Andammo sbarazzini come una classe in gita sa essere, ridendo e scherzando, mentre il professore di Storia dell’Arte si orizzontava tra le calli. Non erano una novità per me lo splendore e la bellezza, l’unicità di Venezia: la conoscevo bene perché ogni anno ci fermavamo una mezza giornata tornando dalla vacanza al mare sull’Alto Adriatico. La novità era in quel suo grigiore, in quella malinconia che permeava ogni cosa e che era a me estranea, così lontana dal sole di luglio e dalle frotte di turisti. La sentivo più mia adesso, ora che avevo un amore lontano a pungermi dentro, ora che vi ero stato buttato a capofitto come un poeta crepuscolare. Andavo e ad ogni passo cresceva quella malinconia, mi impregnava come un acquerello che imbeve la carta. Per di più, il mio compagno di banco quell’anno si era trasferito in un’altra scuola; avevamo legato molto e la cosa mi dispiaceva moltissimo. All’amore infelice avevo sommato anche l’amicizia perduta - sarebbero poi tornati entrambi, l’amata e l’amico, pochi mesi dopo, ma quel giorno non lo potevo sapere e mi crogiolavo in quel mercurio fuso che era l’atmosfera veneziana di novembre.
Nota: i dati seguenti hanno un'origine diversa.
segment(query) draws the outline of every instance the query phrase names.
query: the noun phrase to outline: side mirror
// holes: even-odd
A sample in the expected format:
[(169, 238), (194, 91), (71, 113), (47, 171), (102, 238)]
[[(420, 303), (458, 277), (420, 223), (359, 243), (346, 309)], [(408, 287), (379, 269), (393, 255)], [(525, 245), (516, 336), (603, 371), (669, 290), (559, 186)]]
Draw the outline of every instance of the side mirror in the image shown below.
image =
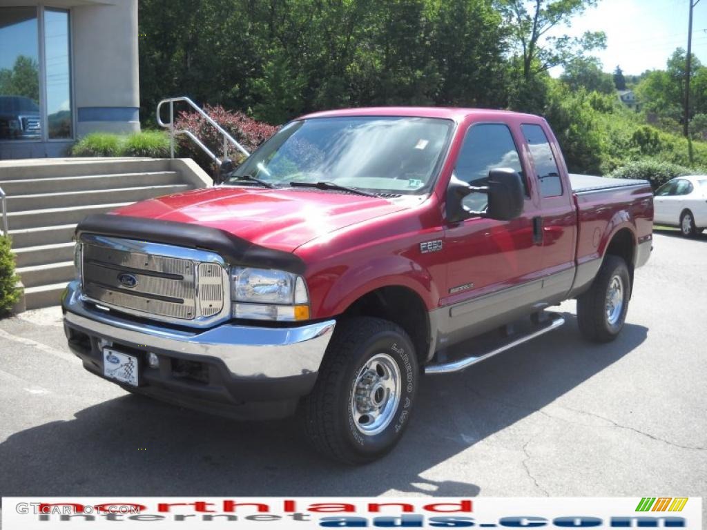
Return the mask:
[[(472, 193), (489, 196), (486, 211), (472, 211), (464, 206), (463, 200)], [(447, 220), (458, 223), (472, 216), (498, 220), (510, 220), (523, 211), (523, 184), (520, 175), (511, 169), (499, 168), (489, 172), (486, 186), (471, 186), (452, 175), (447, 189)]]
[(214, 184), (221, 184), (226, 182), (228, 173), (235, 169), (235, 165), (230, 158), (224, 158), (221, 161), (221, 165), (218, 167), (218, 173), (216, 175), (216, 182)]
[(489, 172), (489, 208), (486, 215), (491, 219), (510, 220), (523, 211), (523, 182), (513, 170), (498, 169)]

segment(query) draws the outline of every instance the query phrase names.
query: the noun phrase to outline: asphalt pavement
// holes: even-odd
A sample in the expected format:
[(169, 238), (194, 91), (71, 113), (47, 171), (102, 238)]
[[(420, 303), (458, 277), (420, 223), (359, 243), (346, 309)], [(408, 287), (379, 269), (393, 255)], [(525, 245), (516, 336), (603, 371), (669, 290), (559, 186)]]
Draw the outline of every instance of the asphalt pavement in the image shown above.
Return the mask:
[(0, 495), (707, 497), (707, 236), (658, 232), (614, 342), (558, 331), (428, 377), (388, 457), (320, 458), (85, 372), (58, 308), (0, 321)]

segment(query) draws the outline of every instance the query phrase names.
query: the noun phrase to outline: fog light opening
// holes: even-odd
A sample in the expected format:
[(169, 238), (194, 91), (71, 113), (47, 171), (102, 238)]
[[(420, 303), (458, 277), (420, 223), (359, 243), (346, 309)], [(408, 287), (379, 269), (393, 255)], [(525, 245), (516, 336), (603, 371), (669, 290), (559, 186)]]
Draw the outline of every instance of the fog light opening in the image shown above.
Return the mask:
[(147, 354), (147, 364), (150, 365), (151, 368), (158, 368), (160, 367), (160, 358), (151, 351), (148, 352)]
Visitammo infine la mostra, con i capolavori dei Manieristi, andammo anche a vedere in una chiesa opere del Tintoretto e di El Greco. La mia solitudine di esistenzialista sofferente si acuì al pranzo, quando finimmo in una triste pizzeria e, come un apostolo perduto, non trovai posto al tavolo con la mia classe, ma ad un tavolino di servizio con un taciturno ragazzo di seconda. Ritrovai i miei compagni quando uscimmo e finimmo al ponte di Rialto. Era uscito anche uno sprazzo di sole adesso, che tingeva d’oro le scie dei vaporetti. Roberta, che si era portata la chitarra, suonava seduta alla spalletta: “Io, vagabondo che son io, vagabondo che non sono altro, soldi in tasca non ne ho ma lassù mi è rimasto Dio...” e ancora “Le bionde trecce, gli occhi azzurri e poi le tue calzette rosse e l'innocenza sulle gote tue...”, cantavamo tutti in coro e turisti sparuti ci guardavano sorridendo.
Era tempo di tornare. Il professore ci radunò e fece rotta verso il pullman. Salutammo Venezia con un po’ di nostalgia e ci imbarcammo. La fettuccia di asfalto e binari adesso tagliava in due un tramonto arancione: sembrava di galleggiare tra mare e cielo. Restammo tutti in silenzio davanti a quello spettacolo, poi qualcuno cominciò a cantare: “Che idea! Ma quale idea! Non vedi che lei non ci sta? Che idea? Ma quale idea? Attento, lei lunga la sa! Lei ti farà girare in tondo senza avere mai le cose che pretendi e - scusa - in cambio tu che dai...”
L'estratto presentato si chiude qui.